Keberlangsungan program konservasi dalam kawasan juga disampaikan Ketua Asosiasi Perusahaan Perjalanan Wisata Indonesia (Association of The Indonesian Tours And Travel Agencies/ASITA) Manggarai Raya Evodius Gonsomer. Menurutnya, sedari awal ASITA berkomitmen untuk mendukung kelestarian kawasan TNK dengan manajemen kepariwisataan yang ramah lingkungan.
Ia mengatakan, tamu yang melewati Asita pasti akan mendukung upaya kelestarian TNK, karena akan disampaikan sebelum mereka berwisata. Ia juga menyoroti kapal yang berlayar tanpa ijin dari pihak terkait.
“Kalau berlayar tanpa izin itu pasti bukan dari travel agent tapi dari orang orang tertentu atau badan badan tertentu. Atau mungkin sudah kenal dengan Syahbandar sehingga bisa berlayar tanpa izin, kalau selama ini tamu ASITA belum pernah terjadi Seperti itu karena kita sudah tahu aturannya, dan kita tidak mau terjadi sesuatu hal yang tidak diharapkan bagi tamu kita,” katanya.
Diketahui, terdapat sekitar 86 Travel agent dan tour operator yang tergabung dalam ASITA Manggarai Raya dimana semuanya memiliki kantor di Labuan Bajo.

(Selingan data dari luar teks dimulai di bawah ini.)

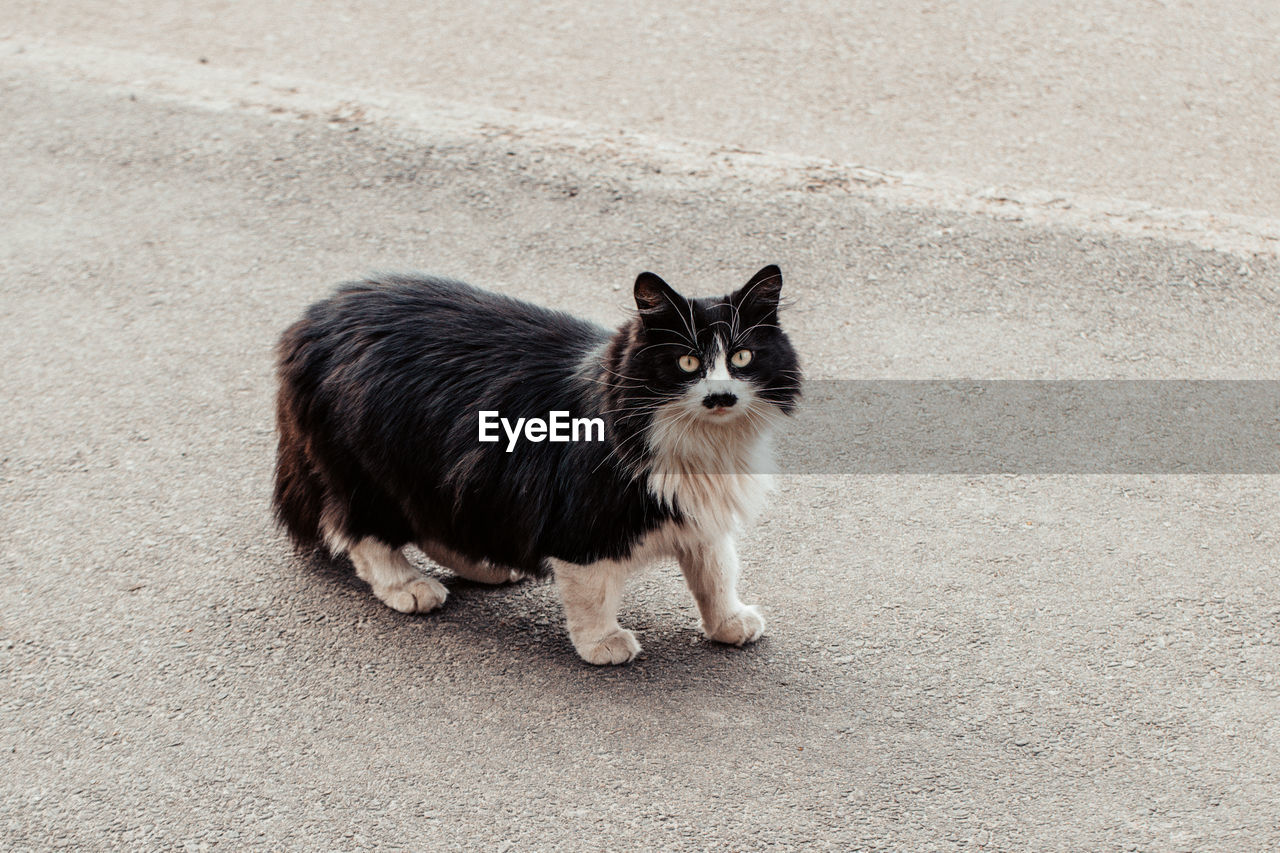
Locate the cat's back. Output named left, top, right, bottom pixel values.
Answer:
left=280, top=272, right=609, bottom=379
left=291, top=273, right=605, bottom=360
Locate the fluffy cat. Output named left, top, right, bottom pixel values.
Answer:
left=273, top=265, right=801, bottom=664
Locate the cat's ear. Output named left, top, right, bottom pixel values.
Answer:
left=731, top=264, right=783, bottom=322
left=634, top=272, right=688, bottom=318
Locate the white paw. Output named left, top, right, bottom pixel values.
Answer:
left=706, top=605, right=766, bottom=646
left=375, top=576, right=449, bottom=614
left=574, top=628, right=641, bottom=665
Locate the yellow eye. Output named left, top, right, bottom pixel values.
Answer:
left=731, top=348, right=753, bottom=367
left=678, top=354, right=701, bottom=373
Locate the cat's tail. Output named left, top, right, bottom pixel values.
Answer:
left=273, top=325, right=327, bottom=550
left=273, top=387, right=326, bottom=550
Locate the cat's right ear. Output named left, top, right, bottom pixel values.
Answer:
left=634, top=272, right=687, bottom=320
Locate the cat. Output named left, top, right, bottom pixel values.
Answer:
left=273, top=265, right=801, bottom=664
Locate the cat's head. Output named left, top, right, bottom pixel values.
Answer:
left=606, top=265, right=801, bottom=449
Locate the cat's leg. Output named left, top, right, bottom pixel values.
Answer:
left=420, top=541, right=525, bottom=585
left=550, top=558, right=641, bottom=665
left=348, top=537, right=448, bottom=614
left=677, top=535, right=765, bottom=645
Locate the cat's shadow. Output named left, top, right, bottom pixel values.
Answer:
left=295, top=547, right=775, bottom=688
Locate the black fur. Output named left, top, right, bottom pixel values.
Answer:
left=273, top=267, right=800, bottom=577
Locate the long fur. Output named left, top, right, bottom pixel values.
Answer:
left=273, top=267, right=801, bottom=583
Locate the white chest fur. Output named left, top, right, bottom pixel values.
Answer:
left=645, top=413, right=776, bottom=541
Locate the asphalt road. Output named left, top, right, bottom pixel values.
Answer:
left=2, top=20, right=1279, bottom=853
left=6, top=0, right=1280, bottom=219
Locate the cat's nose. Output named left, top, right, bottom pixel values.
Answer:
left=702, top=392, right=737, bottom=409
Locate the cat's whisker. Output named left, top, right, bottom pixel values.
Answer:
left=733, top=319, right=782, bottom=339
left=579, top=377, right=640, bottom=391
left=657, top=289, right=700, bottom=348
left=595, top=365, right=651, bottom=384
left=739, top=404, right=779, bottom=436
left=663, top=407, right=707, bottom=462
left=598, top=401, right=665, bottom=418
left=589, top=418, right=659, bottom=477
left=594, top=377, right=668, bottom=398
left=725, top=298, right=743, bottom=339
left=633, top=341, right=694, bottom=357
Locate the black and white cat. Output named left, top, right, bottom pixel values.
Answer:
left=273, top=265, right=801, bottom=664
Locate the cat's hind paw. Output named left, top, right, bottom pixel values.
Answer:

Guna memastikan tidak menjamurnya travel agen liar, ASITA sudah mendesak Pemda Kabupaten Manggarai Barat agar menertibkan travel agen yang tidak jelas keberadaanya.
“Tapi yang namanya online ini kan agak susah, tetapi lambat laun pengunjung akan tahu, karena mereka jualnya murah, tapi yang kita amati itu, banyak situasi di mana wisatawan mendapati lain kapal yang dijual, lain yang ada di lapangan,” ujar dia.
ASITA jelas dia, dapat harga khusus baik dari kapal-kapal maupun hotel dan restaurant.
“Nah kalau orang jual dibawah itu itu jadi tanda tanya,” katanya.
Ia juga mengimbau agar semua tamu tidak menggunakan travel agent yang tidak berkantor di Labuan Bajo.
“Karena kalau ada apa apa dia mau komplain ke siapa. Kalau melalui ASITA, ASITA itu bertanggungjawab secara organisasi apabila ada wisatawan yang ditelantarkan oleh anggota ASITA yang tercatat di Labuan Bajo dia bisa mengadu,” katanya.
Selain manajemen kepariwisataan, menurutnya, perlu diperhatikan juga kebersihan dan kenyamanan wisatawan saat berada di Labuan Bajo.
“Lihat waterfront sekarang itu kotor, entah siapa yang berhak mengelola kita juga tidak tau. Tidak enak dipandang. Di waterfront itu masih ada kapal bongkar muat, sangat menganggu wisatawan, menurut kita itu harus dipindahkan ke Menjerite,” tutupnya.
Tak hanya di kota Labuan Bajo, keluhan terkait kebersihan khususnya masalah sampah juga masih menjadi isu utama yang sering di keluhkan para wisatawan, khususnya saat melintasi beberapa dermaga masuk spot wisata seperti dermaga Pulau Padar, Pulau Komodo, hingga sejumlah spot snorkeling dan diving.